By this time, a different Great Britain was emerging. The long wars with revolutionary and Napoleonic France, the Industrial Revolution, and the Romantic movement were transforming British life and thought. A new empire was arising in India and Australia to replace the thirteen rebellious colonies, lost long before. Old, blind, mad, and lonely, George III wandered the drafty halls of Windsor Castle, wearing a skull cap and dressing gown, sometimes playing the organ, sometimes living with memories of the past. His faithful queen, who died the year before he did, was fearful of him and lived apart. When he died in 1820, King George III was little more than a memory.

Significance

George III’s long struggle to maintain the independent role of the monarch was frustrated by the growth of cabinet government and the increasing power of Parliament. Pitt’s long tenure of power helped establish the role of the prime minister as the effective national leader. George III could not stop the evolution of the British constitution, and the practices that began in the reigns of George I and George II became generally accepted in the long reign of George III.

When the king did intervene in the political process, he was often stubborn and wrongheaded. His inexperience contributed to the political instability of his first decade. He undoubtedly prolonged the American war and paid a political price for it. He resisted movements for parliamentary reform, religious toleration, and abolition of the slave trade. He made the union of Great Britain and Ireland unworkable by refusing to concede political rights to Catholics. On the positive side, his determination to fight the power and ideology of revolutionary France served the national purpose by strengthening resistance to a dangerous foe.

As a symbol of the nation, the personal conduct of George III gave dignity to the Hanover Dynasty that previously, despite its merits, had not been popular with the British public. George III’s John Bullnationalism was shared by his people, and he won respect by his probity of conduct and concern for his family. Even his personal quirks, such as his jerky mode of speech and his homespun hobbies, struck a sympathetic chord. His profligate sons, who succeeded him as George IV and William IV, aroused disdain. His true successor was Queen Victoria, who continued to give the British monarchy dignity and respect.

Bibliography

Ayling, Stanley. George the Third. New York: Alfred A. Knopf, 1972. A well-written and informative biography.

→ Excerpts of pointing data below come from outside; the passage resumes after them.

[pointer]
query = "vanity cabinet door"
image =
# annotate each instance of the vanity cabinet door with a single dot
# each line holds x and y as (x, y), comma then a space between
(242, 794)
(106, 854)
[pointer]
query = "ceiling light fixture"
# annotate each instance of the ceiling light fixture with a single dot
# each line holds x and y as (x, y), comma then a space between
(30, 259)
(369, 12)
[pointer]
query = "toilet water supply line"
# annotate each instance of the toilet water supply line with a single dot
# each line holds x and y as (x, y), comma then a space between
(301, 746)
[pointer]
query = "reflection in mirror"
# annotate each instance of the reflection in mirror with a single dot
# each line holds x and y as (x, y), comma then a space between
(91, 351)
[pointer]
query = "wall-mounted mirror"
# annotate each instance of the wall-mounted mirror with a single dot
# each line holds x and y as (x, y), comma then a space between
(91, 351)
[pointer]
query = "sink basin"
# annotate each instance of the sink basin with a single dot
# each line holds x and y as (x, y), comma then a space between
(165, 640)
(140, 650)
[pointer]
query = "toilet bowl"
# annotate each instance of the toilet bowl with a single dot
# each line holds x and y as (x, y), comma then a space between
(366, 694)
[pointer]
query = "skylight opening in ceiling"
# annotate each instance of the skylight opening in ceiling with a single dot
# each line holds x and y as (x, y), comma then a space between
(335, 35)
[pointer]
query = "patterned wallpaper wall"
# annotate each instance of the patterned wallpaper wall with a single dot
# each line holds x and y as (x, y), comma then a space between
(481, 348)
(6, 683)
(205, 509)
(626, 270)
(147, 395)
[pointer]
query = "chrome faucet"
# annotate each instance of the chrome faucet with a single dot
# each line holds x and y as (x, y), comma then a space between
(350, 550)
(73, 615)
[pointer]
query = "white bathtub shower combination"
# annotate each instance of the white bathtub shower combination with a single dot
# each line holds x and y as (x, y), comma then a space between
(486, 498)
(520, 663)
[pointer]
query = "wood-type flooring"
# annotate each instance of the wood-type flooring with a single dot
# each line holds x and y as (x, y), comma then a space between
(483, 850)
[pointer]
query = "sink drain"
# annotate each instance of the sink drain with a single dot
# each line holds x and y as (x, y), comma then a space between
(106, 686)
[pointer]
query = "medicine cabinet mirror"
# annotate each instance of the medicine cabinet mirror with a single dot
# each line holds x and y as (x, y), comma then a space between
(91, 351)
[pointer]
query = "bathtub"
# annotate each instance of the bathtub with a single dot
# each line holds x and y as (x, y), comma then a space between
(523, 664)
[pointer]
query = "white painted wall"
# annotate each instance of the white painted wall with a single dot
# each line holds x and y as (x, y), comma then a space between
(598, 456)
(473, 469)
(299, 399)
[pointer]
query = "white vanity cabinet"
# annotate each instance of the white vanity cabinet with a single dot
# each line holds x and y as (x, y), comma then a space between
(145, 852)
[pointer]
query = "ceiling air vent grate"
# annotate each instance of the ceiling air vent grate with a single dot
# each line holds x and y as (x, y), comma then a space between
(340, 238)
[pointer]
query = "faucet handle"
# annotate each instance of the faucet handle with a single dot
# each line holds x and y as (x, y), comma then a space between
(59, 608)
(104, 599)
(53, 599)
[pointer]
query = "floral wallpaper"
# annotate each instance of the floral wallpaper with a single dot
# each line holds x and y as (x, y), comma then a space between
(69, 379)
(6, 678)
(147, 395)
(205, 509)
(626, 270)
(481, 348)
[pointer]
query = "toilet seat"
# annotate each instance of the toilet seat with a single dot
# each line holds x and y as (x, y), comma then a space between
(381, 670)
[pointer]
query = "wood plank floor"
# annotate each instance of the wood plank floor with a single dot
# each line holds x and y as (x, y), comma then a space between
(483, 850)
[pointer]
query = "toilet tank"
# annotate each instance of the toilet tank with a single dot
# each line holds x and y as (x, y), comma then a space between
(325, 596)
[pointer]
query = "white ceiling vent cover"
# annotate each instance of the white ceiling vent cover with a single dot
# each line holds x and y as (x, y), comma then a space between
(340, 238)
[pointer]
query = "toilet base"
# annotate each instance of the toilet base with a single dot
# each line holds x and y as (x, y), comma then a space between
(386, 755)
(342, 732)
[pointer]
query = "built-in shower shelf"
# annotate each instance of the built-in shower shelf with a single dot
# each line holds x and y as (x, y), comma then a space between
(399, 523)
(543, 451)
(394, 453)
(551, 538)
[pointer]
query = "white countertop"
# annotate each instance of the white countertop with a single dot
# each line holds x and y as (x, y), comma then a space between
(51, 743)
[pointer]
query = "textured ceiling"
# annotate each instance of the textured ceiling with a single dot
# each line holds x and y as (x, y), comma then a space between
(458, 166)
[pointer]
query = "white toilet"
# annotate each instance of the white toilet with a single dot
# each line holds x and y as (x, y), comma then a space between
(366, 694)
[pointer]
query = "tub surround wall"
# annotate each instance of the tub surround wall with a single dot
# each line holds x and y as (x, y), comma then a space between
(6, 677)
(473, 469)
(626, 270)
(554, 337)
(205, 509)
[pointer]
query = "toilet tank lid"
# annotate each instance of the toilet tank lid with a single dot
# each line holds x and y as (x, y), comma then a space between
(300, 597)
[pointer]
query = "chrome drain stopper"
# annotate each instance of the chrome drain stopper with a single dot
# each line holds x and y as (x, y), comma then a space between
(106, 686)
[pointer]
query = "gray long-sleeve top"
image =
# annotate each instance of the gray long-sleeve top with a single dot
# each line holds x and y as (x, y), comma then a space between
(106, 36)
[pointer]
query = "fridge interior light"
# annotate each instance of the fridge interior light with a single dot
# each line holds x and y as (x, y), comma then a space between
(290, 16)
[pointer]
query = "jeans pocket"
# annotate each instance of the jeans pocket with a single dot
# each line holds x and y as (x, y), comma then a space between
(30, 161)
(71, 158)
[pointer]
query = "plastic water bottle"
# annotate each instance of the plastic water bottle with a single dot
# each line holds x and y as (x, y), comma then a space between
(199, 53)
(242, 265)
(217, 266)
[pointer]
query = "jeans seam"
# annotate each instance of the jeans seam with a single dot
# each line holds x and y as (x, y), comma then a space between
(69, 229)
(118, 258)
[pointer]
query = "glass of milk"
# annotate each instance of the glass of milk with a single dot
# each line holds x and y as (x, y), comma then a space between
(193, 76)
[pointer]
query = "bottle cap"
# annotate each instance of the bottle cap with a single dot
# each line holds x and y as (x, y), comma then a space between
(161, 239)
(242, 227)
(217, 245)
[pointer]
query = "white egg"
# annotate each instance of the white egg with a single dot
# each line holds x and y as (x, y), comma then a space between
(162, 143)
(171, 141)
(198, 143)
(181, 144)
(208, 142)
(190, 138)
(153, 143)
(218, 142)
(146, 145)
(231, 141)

Brooke, John. King George III. London: Constable, 1972. A well-written personal biography by a leading scholar of the period.

Hibbert, Christopher. George III: A Personal History. New York: Addison-Wesley, 1997. Hibbert refutes the popular conception that George III was a tyrant, madman, or unsophisticated rube. Instead, Hibbert maintains the king was a hardworking constitutional monarch, a patron of the arts and sciences, and a loving husband and father.

Macalpine, Ida, and Richard Hunter. George III and the Mad Business. London: Pimlico, 1991. George III has often been depicted as a raging lunatic, with serious mental problems. The authors, two psychiatrists, examined the king’s medical records and concluded he suffered from porphyria, a rare blood disease that was not properly treated and was responsible for his odd behavior.

Namier, Sir Lewis. The Structure of Politics at the Accession of George III. 2d ed. London: Macmillan, 1957. Seminal study of parliamentary politics in 1760.

Pares, Richard. King George III and the Politicians. Oxford, England: Clarendon Press, 1953. The best study of the political role of the king.

Plumb, J. H. The First Four Georges. Rev. ed. Boston: Little, Brown, 1975. Interesting, well-written chapters on the Hanover monarchs by the outstanding authority on the period. Profusely illustrated.

Reitan, E. A. George III: Tyrant or Constitutional Monarch? Lexington, Mass.: D. C. Heath, 1964. Introduction and selections illustrating historical interpretations of the character and purposes of King George III.

Watson, J. Steven. The Reign of George III, 1760-1815. Oxford, England: Clarendon Press, 1960. A good general overview of the period.